(Bloomberg) -- A unit of Deutsche Bank AG agreed to pay a $2 million penalty to an industry-backed regulator over allegations it failed to ensure that its customers received the best prices for securities orders.
Deutsche Bank Securities Inc. improperly routed some customer orders through its dark pool known as SuperX from January 2014 to May 2019, the Financial Industry Regulatory Authority said in a Tuesday statement. The brokerage, which didn’t admit or deny the allegations, failed to change the arrangement despite knowing it resulted in delays and lower order fill rates, the regulator said.

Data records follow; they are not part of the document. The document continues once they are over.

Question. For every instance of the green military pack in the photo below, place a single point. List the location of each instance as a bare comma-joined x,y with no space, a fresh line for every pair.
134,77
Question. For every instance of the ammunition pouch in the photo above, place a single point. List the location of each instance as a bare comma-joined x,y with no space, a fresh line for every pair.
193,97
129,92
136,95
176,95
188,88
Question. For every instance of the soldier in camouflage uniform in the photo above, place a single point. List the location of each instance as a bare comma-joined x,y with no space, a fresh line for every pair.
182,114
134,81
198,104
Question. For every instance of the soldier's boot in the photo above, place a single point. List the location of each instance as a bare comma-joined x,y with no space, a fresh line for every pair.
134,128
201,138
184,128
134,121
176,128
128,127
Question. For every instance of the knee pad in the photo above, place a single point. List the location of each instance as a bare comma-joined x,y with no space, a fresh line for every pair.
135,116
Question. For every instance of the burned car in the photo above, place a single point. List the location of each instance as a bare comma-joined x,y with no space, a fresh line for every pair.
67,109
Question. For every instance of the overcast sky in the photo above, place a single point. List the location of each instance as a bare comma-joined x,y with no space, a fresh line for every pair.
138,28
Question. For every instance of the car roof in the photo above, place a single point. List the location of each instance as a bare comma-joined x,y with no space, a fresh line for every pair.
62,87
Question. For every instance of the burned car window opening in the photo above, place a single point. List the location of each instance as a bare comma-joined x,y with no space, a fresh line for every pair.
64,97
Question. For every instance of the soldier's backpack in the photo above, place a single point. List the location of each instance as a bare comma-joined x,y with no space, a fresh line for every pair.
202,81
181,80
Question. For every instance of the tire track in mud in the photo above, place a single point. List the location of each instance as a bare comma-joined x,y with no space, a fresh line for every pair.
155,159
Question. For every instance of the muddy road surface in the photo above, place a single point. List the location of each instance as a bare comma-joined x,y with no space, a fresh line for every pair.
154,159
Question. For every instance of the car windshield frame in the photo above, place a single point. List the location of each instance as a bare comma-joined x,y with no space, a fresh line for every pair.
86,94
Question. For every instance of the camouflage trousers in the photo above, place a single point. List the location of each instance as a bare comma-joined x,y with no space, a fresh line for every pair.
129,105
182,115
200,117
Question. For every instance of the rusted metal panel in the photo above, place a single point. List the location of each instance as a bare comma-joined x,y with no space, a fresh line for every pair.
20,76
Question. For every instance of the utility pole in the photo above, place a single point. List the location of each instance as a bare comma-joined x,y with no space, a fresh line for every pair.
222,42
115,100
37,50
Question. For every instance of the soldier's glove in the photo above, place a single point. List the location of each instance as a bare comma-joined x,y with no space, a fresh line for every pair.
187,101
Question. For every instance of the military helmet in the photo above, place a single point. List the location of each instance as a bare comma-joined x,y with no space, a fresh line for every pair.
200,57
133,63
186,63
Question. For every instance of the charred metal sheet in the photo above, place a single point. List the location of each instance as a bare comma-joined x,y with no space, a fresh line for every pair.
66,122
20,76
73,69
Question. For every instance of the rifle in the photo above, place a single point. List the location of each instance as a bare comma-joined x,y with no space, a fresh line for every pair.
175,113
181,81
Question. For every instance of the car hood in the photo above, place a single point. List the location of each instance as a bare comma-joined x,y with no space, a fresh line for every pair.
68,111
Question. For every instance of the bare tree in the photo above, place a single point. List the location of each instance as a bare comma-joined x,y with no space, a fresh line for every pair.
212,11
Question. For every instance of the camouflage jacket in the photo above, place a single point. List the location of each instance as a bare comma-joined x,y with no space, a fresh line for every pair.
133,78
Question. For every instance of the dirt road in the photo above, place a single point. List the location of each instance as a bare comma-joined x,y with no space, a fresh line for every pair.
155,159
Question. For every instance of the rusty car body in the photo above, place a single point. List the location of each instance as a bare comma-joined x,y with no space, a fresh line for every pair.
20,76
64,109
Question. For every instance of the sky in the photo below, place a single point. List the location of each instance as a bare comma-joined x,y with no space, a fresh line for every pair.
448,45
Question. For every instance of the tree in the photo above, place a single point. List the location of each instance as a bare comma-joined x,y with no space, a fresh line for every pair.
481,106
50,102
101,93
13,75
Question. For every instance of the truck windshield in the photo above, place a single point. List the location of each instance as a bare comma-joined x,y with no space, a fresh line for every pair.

The firm was accused of violating the so-called best execution rule, which requires brokers to find the most favorable terms for their customers. Companies must also periodically review the quality of their trade execution by looking at factors such as speed, order size and transactions costs. A bank spokesman declined to comment.
Regulators including the Securities and Exchange Commission have spent years trying to root out wrongdoing on alternative trading systems, which allow clients to buy and sell shares with more anonymity than they can on traditional stock exchanges.
In some cases, Deutsche Bank Securities routed more orders to SuperX than any other dark pool even though the bank ranked other venues higher in terms of execution quality, according to Finra. The firm also failed to disclose to investors material information about its trading systems, the regulator said.
Deutsche Bank closed SuperX in September as part of its exit from U.S. equity sales and trading, according to Finra.